When it comes to creating art with paper, Japan, with its long history of making exquisite washi paper and its internationally recognized art of origami, has produced its fair share of amazing artists. From paper toys animated with paper and rubber bands such as Haruki Nakamura's pop-up penguin bomb, Seiji Tsukimoto's clockwork pop-up art, or Risa's intricately carved paper texts and animals, we have seen some remarkable artistry.

Paper Craft Artist Scissorhands

Combining realism with attention to detail and remarkable technical abilities, artist Masanobu Azami, who goes by the name Scissorhands, also deserves honorable mention among his Japanese paper-crafting peers. Just as comfortable making skeletons, like this one of a python stretching nearly 20 feet in length, as he is making small but realistic fish or beetles, his creations span the gamut of the plant and animal kingdom, with the occasional anime character thrown in.

Source: © Scissorhands / Hasamic World @salvare035

But don't let the 20-foot skeleton fool you. Scissorhands can create minute masterpieces out of paper as well. In fact, it was his smallest creation to date that went viral last week when he tweeted it as part of a hashtag campaign for artists to introduce their representative works.


Behold, Aedes Albopictus, otherwise known as the Asian tiger mosquito.

Source: © Scissorhands / Hasamic World @salvare035

His mosquito is not only accurately sized, only measuring mere millimeters in length, it looks anatomically accurate with an astonishing level of detail, from feet to antennae.

And since the infamous blood-lusting insects are rarely found in isolation, it's only natural that Scissorhands created more than one specimen.

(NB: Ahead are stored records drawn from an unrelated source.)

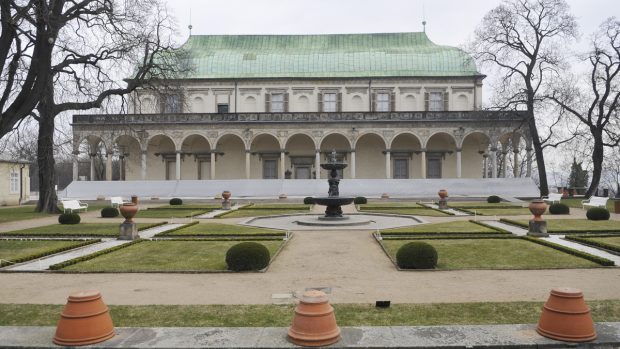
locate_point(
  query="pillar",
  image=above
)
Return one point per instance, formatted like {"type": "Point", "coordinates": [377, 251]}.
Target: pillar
{"type": "Point", "coordinates": [388, 162]}
{"type": "Point", "coordinates": [459, 164]}
{"type": "Point", "coordinates": [282, 163]}
{"type": "Point", "coordinates": [529, 162]}
{"type": "Point", "coordinates": [143, 165]}
{"type": "Point", "coordinates": [423, 163]}
{"type": "Point", "coordinates": [108, 166]}
{"type": "Point", "coordinates": [212, 165]}
{"type": "Point", "coordinates": [493, 155]}
{"type": "Point", "coordinates": [353, 164]}
{"type": "Point", "coordinates": [317, 164]}
{"type": "Point", "coordinates": [247, 164]}
{"type": "Point", "coordinates": [75, 165]}
{"type": "Point", "coordinates": [178, 166]}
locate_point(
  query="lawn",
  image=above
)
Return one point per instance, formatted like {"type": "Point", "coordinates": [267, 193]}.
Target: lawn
{"type": "Point", "coordinates": [169, 256]}
{"type": "Point", "coordinates": [269, 315]}
{"type": "Point", "coordinates": [215, 229]}
{"type": "Point", "coordinates": [21, 213]}
{"type": "Point", "coordinates": [576, 225]}
{"type": "Point", "coordinates": [13, 250]}
{"type": "Point", "coordinates": [495, 254]}
{"type": "Point", "coordinates": [408, 211]}
{"type": "Point", "coordinates": [457, 227]}
{"type": "Point", "coordinates": [82, 229]}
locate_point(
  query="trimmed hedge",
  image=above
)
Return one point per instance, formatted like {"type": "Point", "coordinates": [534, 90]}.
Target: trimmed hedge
{"type": "Point", "coordinates": [73, 261]}
{"type": "Point", "coordinates": [109, 212]}
{"type": "Point", "coordinates": [360, 200]}
{"type": "Point", "coordinates": [596, 259]}
{"type": "Point", "coordinates": [559, 208]}
{"type": "Point", "coordinates": [176, 201]}
{"type": "Point", "coordinates": [494, 199]}
{"type": "Point", "coordinates": [598, 214]}
{"type": "Point", "coordinates": [247, 256]}
{"type": "Point", "coordinates": [416, 255]}
{"type": "Point", "coordinates": [69, 218]}
{"type": "Point", "coordinates": [51, 252]}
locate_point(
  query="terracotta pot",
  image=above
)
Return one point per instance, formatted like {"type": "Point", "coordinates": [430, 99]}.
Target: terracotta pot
{"type": "Point", "coordinates": [128, 210]}
{"type": "Point", "coordinates": [566, 317]}
{"type": "Point", "coordinates": [537, 207]}
{"type": "Point", "coordinates": [314, 323]}
{"type": "Point", "coordinates": [84, 320]}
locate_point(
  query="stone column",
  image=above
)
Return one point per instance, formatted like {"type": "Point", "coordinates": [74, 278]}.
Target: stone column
{"type": "Point", "coordinates": [282, 163]}
{"type": "Point", "coordinates": [143, 165]}
{"type": "Point", "coordinates": [212, 165]}
{"type": "Point", "coordinates": [493, 155]}
{"type": "Point", "coordinates": [247, 164]}
{"type": "Point", "coordinates": [423, 163]}
{"type": "Point", "coordinates": [317, 164]}
{"type": "Point", "coordinates": [108, 167]}
{"type": "Point", "coordinates": [529, 162]}
{"type": "Point", "coordinates": [459, 164]}
{"type": "Point", "coordinates": [515, 170]}
{"type": "Point", "coordinates": [75, 165]}
{"type": "Point", "coordinates": [352, 163]}
{"type": "Point", "coordinates": [388, 163]}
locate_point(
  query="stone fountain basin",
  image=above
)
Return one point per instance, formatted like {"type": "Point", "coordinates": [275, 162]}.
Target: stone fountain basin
{"type": "Point", "coordinates": [333, 200]}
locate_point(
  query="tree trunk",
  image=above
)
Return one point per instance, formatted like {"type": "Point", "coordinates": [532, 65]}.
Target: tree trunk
{"type": "Point", "coordinates": [45, 154]}
{"type": "Point", "coordinates": [597, 163]}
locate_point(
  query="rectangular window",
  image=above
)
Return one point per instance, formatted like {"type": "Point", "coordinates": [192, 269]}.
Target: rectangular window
{"type": "Point", "coordinates": [14, 182]}
{"type": "Point", "coordinates": [222, 108]}
{"type": "Point", "coordinates": [436, 101]}
{"type": "Point", "coordinates": [383, 102]}
{"type": "Point", "coordinates": [172, 103]}
{"type": "Point", "coordinates": [330, 104]}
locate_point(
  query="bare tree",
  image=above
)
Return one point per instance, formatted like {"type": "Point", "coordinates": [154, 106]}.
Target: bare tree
{"type": "Point", "coordinates": [522, 39]}
{"type": "Point", "coordinates": [596, 107]}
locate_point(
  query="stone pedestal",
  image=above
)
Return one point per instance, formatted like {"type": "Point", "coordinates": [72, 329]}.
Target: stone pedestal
{"type": "Point", "coordinates": [443, 204]}
{"type": "Point", "coordinates": [538, 229]}
{"type": "Point", "coordinates": [128, 231]}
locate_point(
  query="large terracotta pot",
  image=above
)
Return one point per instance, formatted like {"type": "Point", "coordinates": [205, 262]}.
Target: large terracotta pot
{"type": "Point", "coordinates": [128, 210]}
{"type": "Point", "coordinates": [537, 207]}
{"type": "Point", "coordinates": [84, 320]}
{"type": "Point", "coordinates": [566, 317]}
{"type": "Point", "coordinates": [314, 323]}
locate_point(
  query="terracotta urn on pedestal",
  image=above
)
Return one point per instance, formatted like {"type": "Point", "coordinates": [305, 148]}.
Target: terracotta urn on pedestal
{"type": "Point", "coordinates": [128, 210]}
{"type": "Point", "coordinates": [537, 207]}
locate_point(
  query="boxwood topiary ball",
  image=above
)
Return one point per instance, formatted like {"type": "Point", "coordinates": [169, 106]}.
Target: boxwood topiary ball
{"type": "Point", "coordinates": [360, 200]}
{"type": "Point", "coordinates": [176, 201]}
{"type": "Point", "coordinates": [416, 255]}
{"type": "Point", "coordinates": [247, 256]}
{"type": "Point", "coordinates": [69, 218]}
{"type": "Point", "coordinates": [597, 214]}
{"type": "Point", "coordinates": [559, 208]}
{"type": "Point", "coordinates": [493, 199]}
{"type": "Point", "coordinates": [109, 212]}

Source: © Scissorhands / Hasamic World @salvare035

If you saw this, your first instinct might be to swat your leg!

Scissorhands thought of that too, making a swatted version, complete with blood made of red paper...

Source: © Scissorhands / Hasamic World @salvare035

Still not convinced these are made of paper and aren't real mosquitoes?

This should convince you otherwise:

Source: © Scissorhands / Hasamic World @salvare035

Other Works

To get a better sense of the full gamut of Scissorhands' works, here are a few examples from his Twitter account:


If you'd like to admire more of Scissorhands' handiwork, please visit his website, Hasamic World, and follow him on Twitter.

By - Ben K.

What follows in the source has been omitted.